Smooth rolling ball rolls down hill, how far can it fly?

[Addez123]

Homework Statement

A solid ball rolls smoothly from rest (At 6m) until it leaves the ramp (at 2m). How far horizontally from point 'a' does the ball hit the ground?
Hint: Smooth rolling means it does not slide.

Relevant Equations

v = ωr
a = αr
$K = \frac {1}{2}Iω^2 + \frac {1}{2}mv^2$

Figure of the problem.

There are many exercises like these, and I've read the whole chapter and I got no clue where to start here.
Kinetic energy from gravity is: E = mgh = 39.3m
I could try change v to ωr in the K equation but it will leave me nowhere because I don't have the mass nor the radius of the ball.
I'm obviously looking for the velocity at point v, assuming it has no vertical component (altho that's not specified either), but I have no way of getting it.

Anyone has a clue what to do here?

 

[hutchphd]

Do algebra. In the end what is requested is a distance...so write it down using r and v and m. Stuff will cancel.

 

[PeroK]

I could try change v to ωr in the K equation but it will leave me nowhere because I don't have the mass nor the radius of the ball.

Given that gravity acts equally on all masses, the mass in a gravitational problem such as this is never relevant.

Not quite so obvious is that for rolling without slipping, only the geometry of an object is relevant.
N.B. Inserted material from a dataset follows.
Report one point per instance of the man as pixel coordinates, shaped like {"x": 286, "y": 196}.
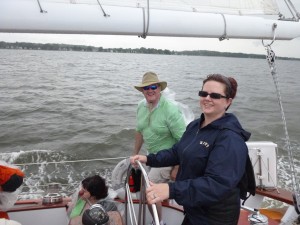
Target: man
{"x": 160, "y": 124}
All solid spheres roll downhill under gravity at the same rate; all hollow spheres at the same rate; all solid cylinders at the same rate etc.

As @hutchphd suggests, if you do the algebra you'll see this for yourself - in this case for solid spheres.

 

[Addez123]

@hutchphd @PeroK did the equation, it canceled out and I got the right answer.
It's true, all that matters is the Inertia of the solid ball.